Wednesday, June 16, 2004

going away, coming back

Sometimes the worst part of going away is coming back. I had a quick trip to California last week, Wednesday-Sunday, and returned early Monday morning on the redeye. Nick's class party was Monday, so I went to it on very little sleep. I did manage a shower beforehand, which was a very good thing. He was delighted to see me, and I didn't even mind that I got hamburger grease all over my top. (OK, I minded a little, especially since there was coffee all over the clothes I'd worn on the plane. But that's another story.) I didn't last too long at the party, but long enough to have a great conversation with his fabulous teacher, the one who thinks he's a gifted artist. (Nothing better than a teacher who thinks your kid's special.)

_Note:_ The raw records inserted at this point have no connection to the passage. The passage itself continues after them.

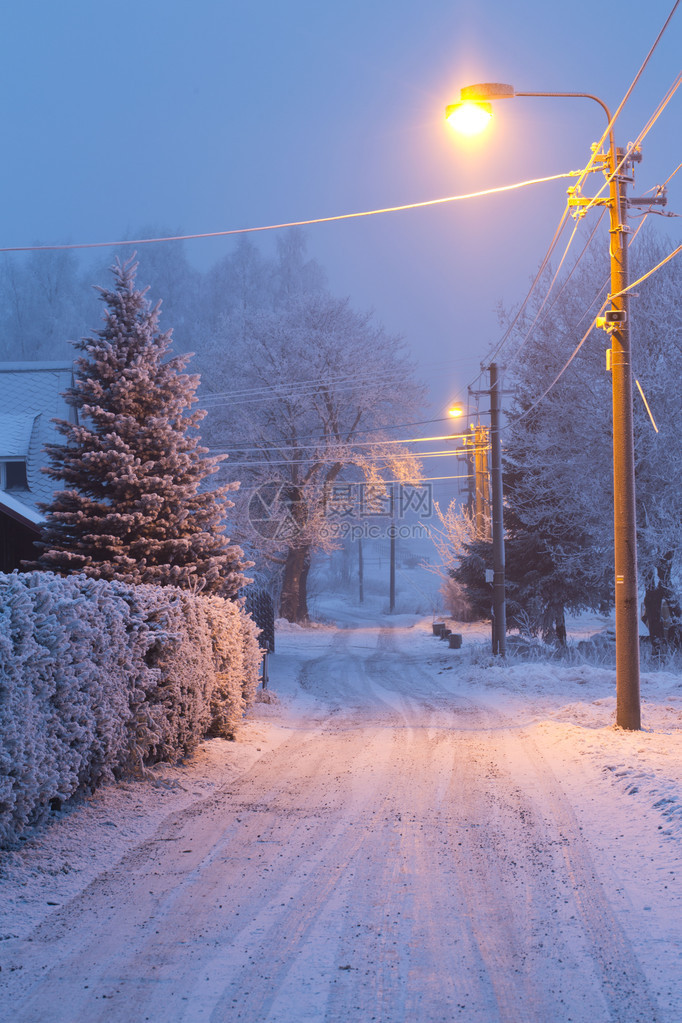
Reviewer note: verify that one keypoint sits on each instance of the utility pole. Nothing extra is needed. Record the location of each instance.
(392, 578)
(499, 607)
(628, 713)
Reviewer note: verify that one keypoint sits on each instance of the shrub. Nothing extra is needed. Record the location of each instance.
(98, 679)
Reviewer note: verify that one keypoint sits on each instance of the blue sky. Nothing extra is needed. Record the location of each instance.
(212, 115)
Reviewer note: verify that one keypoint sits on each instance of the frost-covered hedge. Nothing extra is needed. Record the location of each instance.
(99, 678)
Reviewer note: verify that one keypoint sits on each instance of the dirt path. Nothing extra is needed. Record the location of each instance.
(408, 857)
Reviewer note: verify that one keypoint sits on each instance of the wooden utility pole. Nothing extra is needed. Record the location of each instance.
(499, 606)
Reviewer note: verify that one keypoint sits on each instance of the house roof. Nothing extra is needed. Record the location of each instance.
(31, 396)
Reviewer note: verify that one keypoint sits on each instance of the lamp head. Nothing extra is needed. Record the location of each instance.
(472, 114)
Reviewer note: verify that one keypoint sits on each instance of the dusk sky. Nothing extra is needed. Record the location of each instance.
(214, 115)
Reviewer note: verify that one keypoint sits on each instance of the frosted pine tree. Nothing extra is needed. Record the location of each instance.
(134, 506)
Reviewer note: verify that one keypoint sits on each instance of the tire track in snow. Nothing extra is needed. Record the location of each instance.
(407, 858)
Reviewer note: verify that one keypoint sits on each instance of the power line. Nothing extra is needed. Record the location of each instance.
(292, 223)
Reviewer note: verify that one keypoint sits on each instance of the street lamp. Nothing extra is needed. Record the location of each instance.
(628, 713)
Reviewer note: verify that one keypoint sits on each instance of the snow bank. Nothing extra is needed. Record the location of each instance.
(99, 678)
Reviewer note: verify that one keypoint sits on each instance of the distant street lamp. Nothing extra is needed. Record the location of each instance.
(628, 712)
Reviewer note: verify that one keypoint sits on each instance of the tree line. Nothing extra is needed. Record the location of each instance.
(300, 392)
(557, 466)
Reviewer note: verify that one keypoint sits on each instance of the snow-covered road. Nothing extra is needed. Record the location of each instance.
(396, 847)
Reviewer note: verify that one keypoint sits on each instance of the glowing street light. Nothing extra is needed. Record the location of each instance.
(468, 119)
(615, 164)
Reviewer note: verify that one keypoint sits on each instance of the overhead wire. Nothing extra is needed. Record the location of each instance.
(293, 223)
(634, 82)
(590, 166)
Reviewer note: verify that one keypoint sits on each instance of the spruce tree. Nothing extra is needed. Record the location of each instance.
(135, 505)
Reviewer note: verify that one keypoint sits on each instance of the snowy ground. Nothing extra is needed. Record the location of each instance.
(409, 834)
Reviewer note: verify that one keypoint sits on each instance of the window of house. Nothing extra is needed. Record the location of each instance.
(12, 476)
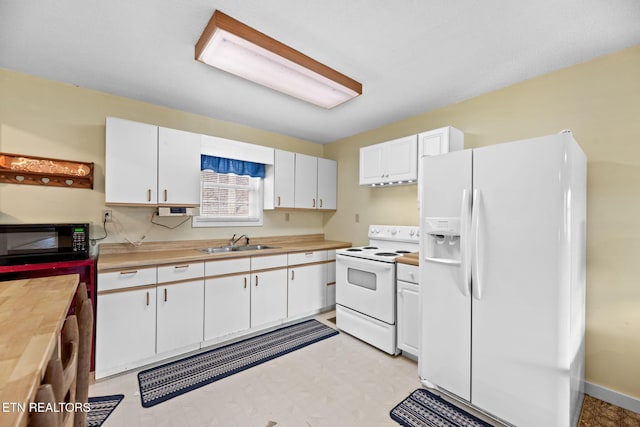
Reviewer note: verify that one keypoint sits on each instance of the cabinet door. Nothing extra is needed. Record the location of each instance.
(125, 329)
(268, 297)
(371, 167)
(306, 289)
(408, 318)
(178, 167)
(227, 302)
(401, 159)
(327, 183)
(306, 187)
(131, 162)
(284, 179)
(180, 314)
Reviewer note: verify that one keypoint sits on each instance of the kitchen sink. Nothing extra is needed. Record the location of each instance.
(229, 248)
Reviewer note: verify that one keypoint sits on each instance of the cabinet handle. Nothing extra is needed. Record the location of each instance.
(122, 273)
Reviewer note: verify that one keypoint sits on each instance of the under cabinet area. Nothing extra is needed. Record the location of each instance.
(125, 320)
(147, 314)
(179, 307)
(227, 297)
(307, 283)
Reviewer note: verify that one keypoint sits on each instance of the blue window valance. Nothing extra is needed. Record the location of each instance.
(238, 167)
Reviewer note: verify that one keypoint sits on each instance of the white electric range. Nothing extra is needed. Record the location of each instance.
(366, 284)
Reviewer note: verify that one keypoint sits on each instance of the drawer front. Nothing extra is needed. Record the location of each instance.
(227, 266)
(307, 257)
(408, 273)
(183, 271)
(126, 278)
(270, 261)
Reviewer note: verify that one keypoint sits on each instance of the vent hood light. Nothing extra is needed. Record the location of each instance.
(234, 47)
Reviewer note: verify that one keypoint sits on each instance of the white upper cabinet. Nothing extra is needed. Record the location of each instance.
(304, 182)
(148, 165)
(178, 167)
(131, 162)
(327, 183)
(284, 179)
(391, 162)
(306, 186)
(440, 141)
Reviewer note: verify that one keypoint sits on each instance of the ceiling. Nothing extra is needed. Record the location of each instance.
(411, 56)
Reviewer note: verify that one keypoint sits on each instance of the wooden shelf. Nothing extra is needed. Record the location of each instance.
(32, 170)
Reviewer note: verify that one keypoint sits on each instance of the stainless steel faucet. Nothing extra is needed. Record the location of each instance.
(233, 240)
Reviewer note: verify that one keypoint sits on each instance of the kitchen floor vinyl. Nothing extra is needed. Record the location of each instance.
(340, 382)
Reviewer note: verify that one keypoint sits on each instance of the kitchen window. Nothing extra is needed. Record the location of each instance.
(231, 193)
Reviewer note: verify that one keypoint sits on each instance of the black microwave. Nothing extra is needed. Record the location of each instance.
(38, 243)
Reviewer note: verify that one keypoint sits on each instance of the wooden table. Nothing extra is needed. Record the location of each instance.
(32, 312)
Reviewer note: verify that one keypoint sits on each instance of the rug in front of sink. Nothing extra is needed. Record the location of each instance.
(172, 379)
(425, 409)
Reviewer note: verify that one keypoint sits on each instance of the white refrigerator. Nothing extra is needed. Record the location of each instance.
(502, 275)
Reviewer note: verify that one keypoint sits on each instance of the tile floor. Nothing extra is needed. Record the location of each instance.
(340, 381)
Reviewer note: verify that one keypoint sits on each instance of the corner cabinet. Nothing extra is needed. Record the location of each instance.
(389, 162)
(304, 182)
(125, 320)
(150, 165)
(131, 162)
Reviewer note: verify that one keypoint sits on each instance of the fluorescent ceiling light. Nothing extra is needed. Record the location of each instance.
(234, 47)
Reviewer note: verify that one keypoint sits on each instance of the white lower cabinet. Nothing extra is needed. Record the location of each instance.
(330, 295)
(227, 297)
(180, 307)
(307, 283)
(408, 310)
(268, 289)
(180, 314)
(125, 329)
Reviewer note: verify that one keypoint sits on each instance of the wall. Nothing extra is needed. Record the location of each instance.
(51, 119)
(600, 101)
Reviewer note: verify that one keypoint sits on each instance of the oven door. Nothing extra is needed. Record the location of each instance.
(366, 286)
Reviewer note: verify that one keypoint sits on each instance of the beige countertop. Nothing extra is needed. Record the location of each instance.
(412, 259)
(119, 256)
(32, 312)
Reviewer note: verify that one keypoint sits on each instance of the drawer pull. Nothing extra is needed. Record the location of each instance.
(122, 273)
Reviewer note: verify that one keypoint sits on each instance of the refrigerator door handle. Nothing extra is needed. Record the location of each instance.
(476, 284)
(465, 259)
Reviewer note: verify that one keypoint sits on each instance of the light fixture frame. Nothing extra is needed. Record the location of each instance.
(222, 22)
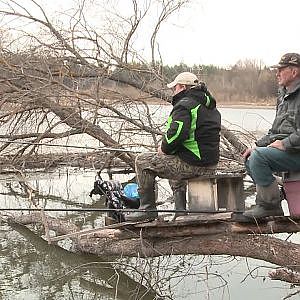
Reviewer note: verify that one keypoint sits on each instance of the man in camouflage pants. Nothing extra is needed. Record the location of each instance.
(189, 148)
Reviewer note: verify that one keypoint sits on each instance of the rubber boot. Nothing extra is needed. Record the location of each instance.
(147, 202)
(268, 202)
(180, 202)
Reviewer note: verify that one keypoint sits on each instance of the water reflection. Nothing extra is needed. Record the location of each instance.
(32, 269)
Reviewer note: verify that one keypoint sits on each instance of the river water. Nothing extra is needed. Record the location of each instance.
(32, 269)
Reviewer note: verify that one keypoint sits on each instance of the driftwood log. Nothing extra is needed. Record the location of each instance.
(204, 234)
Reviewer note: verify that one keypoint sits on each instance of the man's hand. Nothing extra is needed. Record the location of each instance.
(247, 152)
(159, 151)
(277, 144)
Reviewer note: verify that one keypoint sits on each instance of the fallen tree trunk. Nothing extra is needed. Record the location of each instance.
(216, 237)
(90, 160)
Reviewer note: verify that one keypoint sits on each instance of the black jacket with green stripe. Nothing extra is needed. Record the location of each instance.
(193, 128)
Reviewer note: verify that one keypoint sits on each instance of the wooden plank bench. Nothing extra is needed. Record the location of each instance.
(220, 191)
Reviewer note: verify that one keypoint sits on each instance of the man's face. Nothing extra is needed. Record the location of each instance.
(178, 88)
(286, 75)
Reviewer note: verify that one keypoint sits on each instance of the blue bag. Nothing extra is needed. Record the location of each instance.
(131, 191)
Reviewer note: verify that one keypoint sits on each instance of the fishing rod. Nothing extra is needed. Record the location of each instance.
(126, 210)
(75, 146)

But the rest of the week has been tougher. There's a leak in our roof, and another in our car (it's only two years old! What gives?), and it's been raining a lot so this matters. And the house is a wreck--well, it was when I left, so it's hardly news--and I have to get back to work, and the kids need me, and Mark's glad I'm home so I can pick up some of the slack (well, he's glad period, but you know...). So anyway it's been hard, harder than it might have been if I'd stayed home.

And yet I'm glad I went. I went to the Children's Literature Assn. conference, which is always a good place to be: lots of people who take children's literature seriously and talk about it with enthusiasm. I heard a fabulous talk by Pam Munoz Ryan, which got me to buy two of her books, and had lots of interesting conversations, great food, etc. And at either end of the conference a visit with my sister and her terrific family, including my amazing nephew Ben (who calls me Ya-Bee, how great is that?). I gave a talk at the conference on Charlotte's Web and feminist theology and it went well enough that I'm pretty sure I can keep at this project for a while. So all that was good.

But it's tiring getting over jet lag and going on with your life at the same time.